Astronomy and Astrophysics

110
Schools
Bachelor's
Credential Level
$50,482
National Avg Earnings

What the IPEDS & College Scorecard Data Shows for Astronomy and Astrophysics

Astronomy and Astrophysics is tracked across 110 U.S. postsecondary institutions in the College Scorecard field-of-study file, which links CIP code classifications from IPEDS to Treasury earnings records. This profile covers the bachelor's credential level specifically, because the Department of Education reports program-level outcomes separately for associate, bachelor’s, master’s, and doctoral awards. The CIP (Classification of Instructional Programs) taxonomy lets analysts roll up specialties into broader families, which is why earnings medians across schools can be compared on a common basis.
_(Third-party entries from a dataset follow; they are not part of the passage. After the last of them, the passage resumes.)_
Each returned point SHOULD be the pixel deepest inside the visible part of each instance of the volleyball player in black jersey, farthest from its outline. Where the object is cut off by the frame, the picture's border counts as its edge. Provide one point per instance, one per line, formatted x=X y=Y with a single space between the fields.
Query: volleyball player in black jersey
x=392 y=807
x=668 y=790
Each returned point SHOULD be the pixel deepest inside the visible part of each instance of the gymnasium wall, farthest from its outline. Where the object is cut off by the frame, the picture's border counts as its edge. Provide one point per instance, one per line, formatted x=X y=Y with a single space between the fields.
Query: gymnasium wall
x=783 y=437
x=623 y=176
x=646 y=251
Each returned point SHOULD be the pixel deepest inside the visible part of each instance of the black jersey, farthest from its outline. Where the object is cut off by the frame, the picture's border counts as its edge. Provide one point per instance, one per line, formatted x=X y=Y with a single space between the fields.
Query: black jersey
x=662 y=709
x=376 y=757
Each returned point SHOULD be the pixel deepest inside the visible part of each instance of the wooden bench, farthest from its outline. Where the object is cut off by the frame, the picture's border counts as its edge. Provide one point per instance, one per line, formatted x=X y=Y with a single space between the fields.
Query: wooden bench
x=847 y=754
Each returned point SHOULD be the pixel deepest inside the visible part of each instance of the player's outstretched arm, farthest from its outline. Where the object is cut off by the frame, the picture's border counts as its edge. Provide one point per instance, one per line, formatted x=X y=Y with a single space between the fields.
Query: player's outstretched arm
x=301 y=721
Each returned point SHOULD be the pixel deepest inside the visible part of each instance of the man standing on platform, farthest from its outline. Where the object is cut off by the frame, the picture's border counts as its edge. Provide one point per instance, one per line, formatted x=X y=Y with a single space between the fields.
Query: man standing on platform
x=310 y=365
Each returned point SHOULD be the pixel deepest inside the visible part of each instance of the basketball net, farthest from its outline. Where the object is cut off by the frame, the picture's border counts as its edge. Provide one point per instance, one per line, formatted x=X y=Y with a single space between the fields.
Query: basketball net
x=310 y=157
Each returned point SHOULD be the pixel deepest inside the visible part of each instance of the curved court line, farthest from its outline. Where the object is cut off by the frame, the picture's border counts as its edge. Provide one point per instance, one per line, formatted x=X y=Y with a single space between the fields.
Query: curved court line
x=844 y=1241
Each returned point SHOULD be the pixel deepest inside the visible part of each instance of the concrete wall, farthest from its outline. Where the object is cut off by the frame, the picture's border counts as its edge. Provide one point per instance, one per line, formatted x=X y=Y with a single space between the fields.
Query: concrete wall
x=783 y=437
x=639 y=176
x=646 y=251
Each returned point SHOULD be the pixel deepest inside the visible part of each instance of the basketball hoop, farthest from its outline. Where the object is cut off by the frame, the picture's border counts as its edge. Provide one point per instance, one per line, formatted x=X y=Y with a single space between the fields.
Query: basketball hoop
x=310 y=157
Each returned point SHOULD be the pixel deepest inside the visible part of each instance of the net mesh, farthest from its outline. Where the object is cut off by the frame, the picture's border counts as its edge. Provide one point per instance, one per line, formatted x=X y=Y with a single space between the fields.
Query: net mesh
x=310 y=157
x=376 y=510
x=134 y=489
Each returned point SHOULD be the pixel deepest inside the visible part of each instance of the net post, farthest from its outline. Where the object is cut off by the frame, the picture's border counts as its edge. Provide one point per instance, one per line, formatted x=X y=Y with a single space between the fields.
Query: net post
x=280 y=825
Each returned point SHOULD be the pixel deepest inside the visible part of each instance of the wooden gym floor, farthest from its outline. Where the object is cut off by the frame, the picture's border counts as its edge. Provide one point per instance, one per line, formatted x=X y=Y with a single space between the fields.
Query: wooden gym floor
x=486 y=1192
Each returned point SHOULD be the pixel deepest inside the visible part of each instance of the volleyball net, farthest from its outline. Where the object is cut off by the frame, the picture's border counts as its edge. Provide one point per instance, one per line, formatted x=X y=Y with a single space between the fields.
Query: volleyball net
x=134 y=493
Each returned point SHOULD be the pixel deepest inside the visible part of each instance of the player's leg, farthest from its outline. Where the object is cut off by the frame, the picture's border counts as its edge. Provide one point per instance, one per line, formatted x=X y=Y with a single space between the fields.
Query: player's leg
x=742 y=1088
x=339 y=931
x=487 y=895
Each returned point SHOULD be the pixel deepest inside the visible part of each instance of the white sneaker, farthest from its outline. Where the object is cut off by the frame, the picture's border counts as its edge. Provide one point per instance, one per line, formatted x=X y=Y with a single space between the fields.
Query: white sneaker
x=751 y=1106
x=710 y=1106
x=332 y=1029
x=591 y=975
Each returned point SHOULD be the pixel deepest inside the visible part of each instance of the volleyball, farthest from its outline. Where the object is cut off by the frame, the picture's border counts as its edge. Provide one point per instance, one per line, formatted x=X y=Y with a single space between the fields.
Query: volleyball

Across all reporting institutions, the mean of school-level medians is $50,482, calculated from 9 schools with published earnings data. The earnings distribution stretches from $19,258 at the low end to $90,943 at the top, with a 25th-75th percentile band between $33,373 and $66,759 around a median of $43,798. The top-reporting institution in this program is University of California-Berkeley at $90,943. These numbers reflect earnings measured roughly a year after completion, using Social Security Administration tax records linked to federal financial aid applicants.

Variation across schools matters more than a single national figure. Completers counts reported per school indicate how many graduates’ earnings feed the median, which means small programs produce more volatile numbers. Median debt at the program level, when paired with earnings, yields a debt-to-earnings ratio that is the College Scorecard’s standard affordability signal — ratios under 1.0 indicate earnings exceed cumulative debt. Use the school-by-school table to spot institutions where Astronomy and Astrophysics graduates out-earn peers at comparable cost, and to surface gainful-employment patterns that only become visible at the CIP-code level.

University of Colorado Boulder accounts for 15.8% of all Astronomy and Astrophysics bachelor's credential graduates

That concentration — well above the 5% national median for largest-entity share — means Astronomy and Astrophysics-wide averages can mask substantial variation outside the dominant entity. That school produced 58 graduates in the most recent cohort, anchoring a meaningful slice of national supply for this field. When one entity dominates a region's footprint, its programmatic and budget decisions effectively set policy for a majority of the affected population.

Source: U.S. Department of Education College Scorecard U.S. Department of Education College Scorecard

Astronomy and Astrophysics bachelor's credential median earnings varies 4.7× across entities

Astronomy and Astrophysics bachelor's credential median earnings ranges from $19,258 (lowest) to $90,943 (highest), a spread of $71,685. That ratio is among the widest observed and reflects extreme earnings stratification across institutions — graduates of the same field can earn dramatically different starting salaries depending on the school’s reputation, regional employer mix, and selectivity. Earnings are measured roughly one year after completion using IRS records linked to federal aid recipients (see https://www.irs.gov/) — not all completers are captured, but the school-level medians correlate strongly with longer-term earnings trajectories.

Source: College Scorecard Field of Study file; U.S. Treasury earnings linkage College Scorecard Field of Study file; U.S. Treasury earnings linkage

Astronomy and Astrophysics debt-to-earnings ratio is 0.44 — low (typically associated with graduates earn substantially more than they borrowed, which is the College Scorecard standard signal for affordability — a ratio under 0.5 means a year of post-completion earnings would clear half the federal-loan principal)

debt-to-earnings ratio is the simplest comparative metric but it does not capture the full picture: this ratio uses federal loan principal, not all education debt — private loans, parent PLUS loans not in the borrower’s name, and institutional debt are excluded Lower values often correlate with smaller scale and population characteristics rather than higher resource budgets per se.

Source: College Scorecard Field of Study file College Scorecard Field of Study file

Earnings Distribution

Min
$19,258
25th %ile
$33,373
Median
$43,798
75th %ile
$66,759
Max
$90,943
$19,258 $90,943

Frequently Asked Questions

How much do Astronomy and Astrophysics graduates earn?
Astronomy and Astrophysics graduates earn $50,482 on average across 110 schools. Earnings range from $19,258 to $90,943 depending on the institution.
Which school pays the most for Astronomy and Astrophysics?
University of California-Berkeley has the highest reported median earnings for Astronomy and Astrophysics graduates at $90,943, based on College Scorecard data.
What credential do you get in Astronomy and Astrophysics?
Astronomy and Astrophysics programs typically award a Bachelor's credential. Earnings vary by school and credential level.

About This Data

Earnings data comes from the U.S. Department of Education College Scorecard Field of Study file. Median earnings represent graduates who received federal financial aid, drawn from U.S. Treasury tax records linked to federal student aid applicants. Completers count and debt figures reflect program-level data reported through IPEDS. Data is updated annually.

Earnings data sourced from IRS records via the U.S. Treasury–Department of Education matching protocol used by the College Scorecard.